Internal and external expectations
But where any company looking to trade on its family roots has to tread carefully is that there is no guarantee that customers will only take away the warm feelings that "family" creates. Companies can't tell customers what to think. Rather, their experience of dealing with that business will dictate whether they have positive feelings or not for the organisation.

"For example, if the company has a reliability issue, [customers] may say 'as a family business you're not really serious so it's no wonder the product doesn't work'," says Levy. It might be used as an excuse or reason for the customer's negative feeling about the company.

"Also, if you play on the family credentials, you have to be sure that the ways people expect a family business to be run are true. You're playing on certain expectations about how it is run, how it looks after its employees, etc."

While a family-owned status can free companies from the constraints of meeting shareholders' needs and thus mean that those leading the company have the interests of the business ahead of furthering their own careers, there can be some reluctance to promote the ownership aspect for fear of being seen as guilty of nepotism.

"There can be a degree of nervousness about the perception of nepotism, and some companies are embarrassed, particularly in international markets, that they are privately owned and the family is keeping control," says Hales.

But it shouldn't be forgotten that family brand attributes are relevant both externally and internally for a company, and that the "employee brand" is also important to consider. Personal values in a business can have an enormous influence and benefit on the culture and internal brand.

Angus Porter, global chief executive officer of Added Value Group, a brand development consultancy, is a former Mars marketeer. He says: "Mars is an example of a business where family ownership is deliberately down-played in its marketing, largely because the Mars family values its privacy highly. If asked, most consumers would say the Mars chocolate bar is named after the planet.

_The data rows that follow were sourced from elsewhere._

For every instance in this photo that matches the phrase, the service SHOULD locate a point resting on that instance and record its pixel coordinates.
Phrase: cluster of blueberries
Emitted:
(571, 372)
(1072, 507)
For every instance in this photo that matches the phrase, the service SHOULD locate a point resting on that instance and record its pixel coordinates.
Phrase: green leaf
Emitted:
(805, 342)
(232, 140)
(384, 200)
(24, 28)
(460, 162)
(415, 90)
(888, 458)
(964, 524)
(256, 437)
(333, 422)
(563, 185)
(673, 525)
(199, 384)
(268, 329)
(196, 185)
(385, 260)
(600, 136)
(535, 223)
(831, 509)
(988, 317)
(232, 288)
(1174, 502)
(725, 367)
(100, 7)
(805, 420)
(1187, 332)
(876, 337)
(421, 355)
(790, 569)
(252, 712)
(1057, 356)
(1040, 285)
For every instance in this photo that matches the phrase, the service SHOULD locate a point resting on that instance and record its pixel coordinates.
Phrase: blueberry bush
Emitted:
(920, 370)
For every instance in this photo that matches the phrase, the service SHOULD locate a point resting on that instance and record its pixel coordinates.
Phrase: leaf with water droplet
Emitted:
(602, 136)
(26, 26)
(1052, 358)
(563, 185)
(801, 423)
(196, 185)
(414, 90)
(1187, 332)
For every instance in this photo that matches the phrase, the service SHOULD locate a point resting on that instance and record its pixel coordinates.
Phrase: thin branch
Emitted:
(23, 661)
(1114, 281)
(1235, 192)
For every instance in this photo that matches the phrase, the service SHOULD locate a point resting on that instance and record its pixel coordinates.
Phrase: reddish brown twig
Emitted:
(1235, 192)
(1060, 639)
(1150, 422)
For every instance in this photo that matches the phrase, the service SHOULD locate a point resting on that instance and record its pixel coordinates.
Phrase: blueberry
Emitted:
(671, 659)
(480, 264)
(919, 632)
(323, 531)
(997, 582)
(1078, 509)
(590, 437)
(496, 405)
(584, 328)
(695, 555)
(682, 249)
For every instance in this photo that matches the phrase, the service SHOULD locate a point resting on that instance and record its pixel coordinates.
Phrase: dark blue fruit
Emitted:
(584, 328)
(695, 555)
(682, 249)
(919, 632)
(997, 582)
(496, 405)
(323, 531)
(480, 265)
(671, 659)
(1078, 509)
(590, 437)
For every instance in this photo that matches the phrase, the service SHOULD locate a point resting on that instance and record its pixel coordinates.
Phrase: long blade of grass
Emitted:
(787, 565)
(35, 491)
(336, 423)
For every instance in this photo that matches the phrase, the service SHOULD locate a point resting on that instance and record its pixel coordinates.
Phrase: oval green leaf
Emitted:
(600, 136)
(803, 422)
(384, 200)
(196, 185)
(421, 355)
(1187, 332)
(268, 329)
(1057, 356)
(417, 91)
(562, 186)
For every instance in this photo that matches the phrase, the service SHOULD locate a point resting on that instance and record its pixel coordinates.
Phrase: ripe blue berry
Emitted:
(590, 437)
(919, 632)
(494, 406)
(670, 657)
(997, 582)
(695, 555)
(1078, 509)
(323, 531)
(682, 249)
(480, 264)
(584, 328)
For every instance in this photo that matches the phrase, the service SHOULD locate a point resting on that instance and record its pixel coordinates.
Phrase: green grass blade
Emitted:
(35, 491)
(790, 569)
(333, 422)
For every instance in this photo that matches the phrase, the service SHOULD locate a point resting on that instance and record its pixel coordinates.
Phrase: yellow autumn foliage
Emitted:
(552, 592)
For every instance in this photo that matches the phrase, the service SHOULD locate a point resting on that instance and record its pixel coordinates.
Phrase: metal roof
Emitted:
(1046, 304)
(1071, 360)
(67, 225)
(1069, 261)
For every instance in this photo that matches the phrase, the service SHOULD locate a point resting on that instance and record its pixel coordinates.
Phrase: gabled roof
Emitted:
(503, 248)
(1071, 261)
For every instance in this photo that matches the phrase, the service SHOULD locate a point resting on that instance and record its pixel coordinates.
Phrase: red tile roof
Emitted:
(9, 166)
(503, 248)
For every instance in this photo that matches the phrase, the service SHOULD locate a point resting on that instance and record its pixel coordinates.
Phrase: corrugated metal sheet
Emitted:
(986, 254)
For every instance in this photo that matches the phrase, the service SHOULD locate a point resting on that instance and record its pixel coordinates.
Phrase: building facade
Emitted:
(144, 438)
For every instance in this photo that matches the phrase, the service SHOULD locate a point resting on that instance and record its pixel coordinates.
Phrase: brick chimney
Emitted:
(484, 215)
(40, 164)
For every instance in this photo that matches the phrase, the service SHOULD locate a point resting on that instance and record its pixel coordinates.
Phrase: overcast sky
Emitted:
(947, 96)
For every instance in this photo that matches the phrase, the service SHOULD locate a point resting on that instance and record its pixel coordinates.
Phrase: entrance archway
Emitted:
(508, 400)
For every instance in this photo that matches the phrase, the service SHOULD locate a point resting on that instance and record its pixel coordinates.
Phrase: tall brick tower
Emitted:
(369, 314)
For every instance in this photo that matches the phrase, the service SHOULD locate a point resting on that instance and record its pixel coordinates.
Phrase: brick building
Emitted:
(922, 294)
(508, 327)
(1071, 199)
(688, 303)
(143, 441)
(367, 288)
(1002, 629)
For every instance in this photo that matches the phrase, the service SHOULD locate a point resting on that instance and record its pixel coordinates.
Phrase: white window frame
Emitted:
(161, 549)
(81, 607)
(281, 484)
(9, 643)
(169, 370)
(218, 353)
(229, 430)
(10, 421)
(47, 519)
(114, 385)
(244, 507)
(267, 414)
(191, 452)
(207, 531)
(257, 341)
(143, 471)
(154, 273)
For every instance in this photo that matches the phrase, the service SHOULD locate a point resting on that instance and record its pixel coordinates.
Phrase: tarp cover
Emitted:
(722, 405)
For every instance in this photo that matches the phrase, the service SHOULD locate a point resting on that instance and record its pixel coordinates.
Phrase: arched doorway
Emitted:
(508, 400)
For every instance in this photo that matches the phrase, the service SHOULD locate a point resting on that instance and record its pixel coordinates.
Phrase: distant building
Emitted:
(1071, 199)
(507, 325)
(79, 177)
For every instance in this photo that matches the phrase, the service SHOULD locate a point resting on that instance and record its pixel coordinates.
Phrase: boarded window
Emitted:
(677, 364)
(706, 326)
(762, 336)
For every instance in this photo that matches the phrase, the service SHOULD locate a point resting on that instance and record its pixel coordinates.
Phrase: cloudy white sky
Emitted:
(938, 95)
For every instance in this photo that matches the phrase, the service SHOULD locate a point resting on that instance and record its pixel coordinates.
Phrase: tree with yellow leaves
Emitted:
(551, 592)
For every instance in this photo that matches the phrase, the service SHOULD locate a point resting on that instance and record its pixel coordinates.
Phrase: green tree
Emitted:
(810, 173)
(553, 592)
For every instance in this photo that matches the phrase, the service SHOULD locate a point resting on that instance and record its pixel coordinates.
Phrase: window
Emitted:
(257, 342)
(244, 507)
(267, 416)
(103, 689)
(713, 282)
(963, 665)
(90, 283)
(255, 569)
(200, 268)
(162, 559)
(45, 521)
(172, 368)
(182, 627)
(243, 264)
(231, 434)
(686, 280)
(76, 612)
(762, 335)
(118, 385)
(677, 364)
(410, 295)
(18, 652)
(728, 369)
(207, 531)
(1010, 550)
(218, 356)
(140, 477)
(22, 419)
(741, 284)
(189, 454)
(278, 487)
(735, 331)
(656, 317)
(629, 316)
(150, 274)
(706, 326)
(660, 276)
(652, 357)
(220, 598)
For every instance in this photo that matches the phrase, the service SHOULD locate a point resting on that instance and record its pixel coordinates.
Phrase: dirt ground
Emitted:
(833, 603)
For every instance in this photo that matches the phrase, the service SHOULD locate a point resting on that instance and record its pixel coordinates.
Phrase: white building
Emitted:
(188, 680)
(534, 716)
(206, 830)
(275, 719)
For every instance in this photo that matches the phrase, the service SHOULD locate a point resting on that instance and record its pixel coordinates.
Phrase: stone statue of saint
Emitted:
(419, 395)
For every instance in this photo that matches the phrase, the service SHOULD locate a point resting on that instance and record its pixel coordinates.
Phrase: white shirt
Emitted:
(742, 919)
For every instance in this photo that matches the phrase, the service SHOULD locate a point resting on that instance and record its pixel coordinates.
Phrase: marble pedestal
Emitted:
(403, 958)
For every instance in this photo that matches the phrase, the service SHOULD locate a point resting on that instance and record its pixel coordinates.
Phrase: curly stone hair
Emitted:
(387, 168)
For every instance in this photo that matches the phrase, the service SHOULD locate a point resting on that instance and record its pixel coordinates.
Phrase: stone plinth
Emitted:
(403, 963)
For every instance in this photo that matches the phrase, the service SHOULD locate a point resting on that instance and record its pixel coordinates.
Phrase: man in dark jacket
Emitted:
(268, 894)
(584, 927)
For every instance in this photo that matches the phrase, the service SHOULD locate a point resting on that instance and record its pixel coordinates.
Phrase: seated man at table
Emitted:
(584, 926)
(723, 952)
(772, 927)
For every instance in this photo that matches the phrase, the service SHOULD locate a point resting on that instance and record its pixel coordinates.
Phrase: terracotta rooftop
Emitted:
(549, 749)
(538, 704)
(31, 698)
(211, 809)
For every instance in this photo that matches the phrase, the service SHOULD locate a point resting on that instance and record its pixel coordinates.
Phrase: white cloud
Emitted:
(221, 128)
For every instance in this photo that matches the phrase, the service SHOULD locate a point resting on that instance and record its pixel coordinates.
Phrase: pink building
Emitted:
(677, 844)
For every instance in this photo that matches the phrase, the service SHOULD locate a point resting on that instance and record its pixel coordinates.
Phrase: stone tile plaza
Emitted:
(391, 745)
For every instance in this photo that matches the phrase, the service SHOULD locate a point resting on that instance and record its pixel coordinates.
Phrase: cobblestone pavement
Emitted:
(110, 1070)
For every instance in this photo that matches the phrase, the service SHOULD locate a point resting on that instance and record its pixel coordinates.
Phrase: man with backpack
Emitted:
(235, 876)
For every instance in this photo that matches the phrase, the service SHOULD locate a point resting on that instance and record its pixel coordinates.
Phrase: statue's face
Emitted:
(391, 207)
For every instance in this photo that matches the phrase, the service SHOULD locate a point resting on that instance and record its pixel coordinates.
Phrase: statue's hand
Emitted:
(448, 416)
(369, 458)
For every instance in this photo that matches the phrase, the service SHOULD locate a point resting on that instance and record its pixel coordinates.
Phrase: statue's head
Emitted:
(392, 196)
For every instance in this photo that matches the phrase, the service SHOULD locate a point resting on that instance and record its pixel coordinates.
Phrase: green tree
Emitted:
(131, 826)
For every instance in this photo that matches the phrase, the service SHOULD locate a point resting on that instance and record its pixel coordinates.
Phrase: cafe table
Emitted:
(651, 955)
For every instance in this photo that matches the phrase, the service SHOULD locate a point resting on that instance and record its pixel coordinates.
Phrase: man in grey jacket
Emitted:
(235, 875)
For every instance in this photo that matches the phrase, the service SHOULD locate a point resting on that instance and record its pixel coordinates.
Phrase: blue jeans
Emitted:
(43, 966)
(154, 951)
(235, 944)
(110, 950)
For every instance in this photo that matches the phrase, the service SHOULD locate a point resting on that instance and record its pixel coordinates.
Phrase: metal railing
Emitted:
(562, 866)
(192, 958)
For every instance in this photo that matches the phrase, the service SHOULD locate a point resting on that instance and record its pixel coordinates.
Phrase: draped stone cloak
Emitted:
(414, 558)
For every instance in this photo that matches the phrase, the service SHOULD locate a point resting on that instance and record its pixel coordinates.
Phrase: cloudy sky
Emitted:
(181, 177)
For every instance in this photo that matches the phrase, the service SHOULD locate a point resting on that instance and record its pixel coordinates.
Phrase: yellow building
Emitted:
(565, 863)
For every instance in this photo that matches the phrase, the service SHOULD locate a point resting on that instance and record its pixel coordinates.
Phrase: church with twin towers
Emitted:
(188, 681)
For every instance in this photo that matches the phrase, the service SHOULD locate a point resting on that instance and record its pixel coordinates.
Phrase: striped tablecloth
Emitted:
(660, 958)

"But where family ownership has been really important for Mars is in establishing a culture and set of values, which have guided and inspired the organisation in a consistent and abiding way. Eight years after leaving the company, I can still recite Mars's five employee principles – freedom, efficiency, mutuality, responsibility and quality – and can even make a decent fist of explaining each of them."

SC Johnson is a similarly interesting example. While some argue that in a sector dominated by multinational brands, it does well to use its family background to distinguish itself, others think its products do not stand out enough in their style of packaging, for example, for the family aspect to be used as a point of difference. But like Mars, its style of leadership, culture and behaviours are very strongly defined by its family owners – to the degree that, despite its size, it maintains a family feel, and for employees, meeting one of the family members is a huge privilege.

While there are pros and cons for these types of businesses in building or using the family connection when promoting a brand, the issue for each company is whether there is a tangible benefit in communicating the background and ownership of the business to customers. In each case they need to look at what brand attributes "family" is associated with and whether that is relevant and beneficial to their business. But what they can't do is assume that only the positive connotations of family will be taken on by their customers.